HOW A SELFLESS ACT LED TO A KENTUCKY DERBY WINNER

The Kentucky Derby Museum Friday night presented the fifth annual program called “My Kentucky Derby.”  The entertaining 75-minute discussion between the moderator–Hall of Fame trainer D. Wayne Lukas–and five retired Hall of Fame jockeys was held in the Sales Pavilion at Keeneland.  Lukas told of how an act of generosity ultimately resulted in the 1996 Kentucky Derby winner Grindstone, who he trained.

As a fund-raiser in the early 1990s, the Kentucky Derby Museum was selling a season to the stallion Unbridled, who had won the 1990 Kentucky Derby but had not yet hit the big time as a sire.  The goal was to get $50,000 for the season.

Lukas, a champion of the Derby Museum, asked William T. Young, owner of Overbrook Farm in Lexington and a Lukas client, to buy the Unbridled season for the asking price of $50,000.  Young replied that he could buy Unbridled seasons on the open market for $15,000.

However, after consideration of how the Museum would benefit, Young paid the $50,000–more than three times the going rate.  He then instructed his farm staff to find a mare suitable to breed to Unbridled.  The mare chosen was, in Lukas’ words, a “B-level mare,” Buzz My Bell by Drone.  She had career earnings of $223,295 from 13 starts (2 wins, 3 places, and 4 shows).

The product of that breeding was Grindstone, foaled in 1993.  In 1996, he won the Kentucky Derby by the slimmest of margins and never ran another race because of an injury sustained in the Derby.

An irony:  Overbrook Farm owned and stood Storm Cat, the dominant sire of his generation, and bred superb mares to him.  At one time, he reportedly commanded a stud fee of $500,000.  Yet the only Kentucky Derby winner that Young and Overbrook ever had was Grindstone, a son of an unproven stallion and a second-echelon mare.   The breeding that yielded Grindstone would not have been were it not for Young’s altruism.

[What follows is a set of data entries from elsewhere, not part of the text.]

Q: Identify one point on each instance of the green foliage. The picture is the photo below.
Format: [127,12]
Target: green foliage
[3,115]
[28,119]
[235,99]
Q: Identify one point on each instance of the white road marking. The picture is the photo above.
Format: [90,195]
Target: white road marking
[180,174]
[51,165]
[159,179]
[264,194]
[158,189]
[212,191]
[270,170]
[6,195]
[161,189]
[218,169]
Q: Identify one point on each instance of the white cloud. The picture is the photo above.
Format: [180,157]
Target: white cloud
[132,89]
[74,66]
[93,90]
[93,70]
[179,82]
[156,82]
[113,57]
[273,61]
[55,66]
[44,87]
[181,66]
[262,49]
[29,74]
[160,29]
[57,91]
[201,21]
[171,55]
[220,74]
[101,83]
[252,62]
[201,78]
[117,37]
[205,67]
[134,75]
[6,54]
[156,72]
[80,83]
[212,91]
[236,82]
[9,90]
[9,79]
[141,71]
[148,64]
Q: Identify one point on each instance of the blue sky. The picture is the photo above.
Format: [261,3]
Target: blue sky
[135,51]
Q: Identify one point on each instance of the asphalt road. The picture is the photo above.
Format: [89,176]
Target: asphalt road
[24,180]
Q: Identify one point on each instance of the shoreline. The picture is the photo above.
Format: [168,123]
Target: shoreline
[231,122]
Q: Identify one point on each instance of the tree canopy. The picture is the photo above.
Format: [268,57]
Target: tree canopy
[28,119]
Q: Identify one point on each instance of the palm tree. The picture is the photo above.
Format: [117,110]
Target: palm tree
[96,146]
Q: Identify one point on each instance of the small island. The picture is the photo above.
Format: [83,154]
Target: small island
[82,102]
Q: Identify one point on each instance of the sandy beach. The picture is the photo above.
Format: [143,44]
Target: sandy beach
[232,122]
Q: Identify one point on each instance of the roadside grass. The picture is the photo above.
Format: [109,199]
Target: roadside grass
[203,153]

William T. Young died in 2004; Grindstone stands at stud in Oregon for $2,500; and D. Wayne Lukas is still active as a trainer, raconteur, and avid supporter of the Kentucky Derby Museum.

Copyright © 2015 Horse Racing Business

Comments

  1. Wonderful ending to a charitable donation that must have come from the heart. Seems that the Kentucky Derby win must have been predestined. Bill Young and Wayne Lukas were justly rewarded for their kindness to the Museum and the many people who enjoy it.

  2. Bill Shanklin says

    The story of Grindstone has attracted one of the largest audiences ever on HorseRacingBusiness.com. The outcome seems like it was written for a movie script and is a bit farfetched. But it really happened.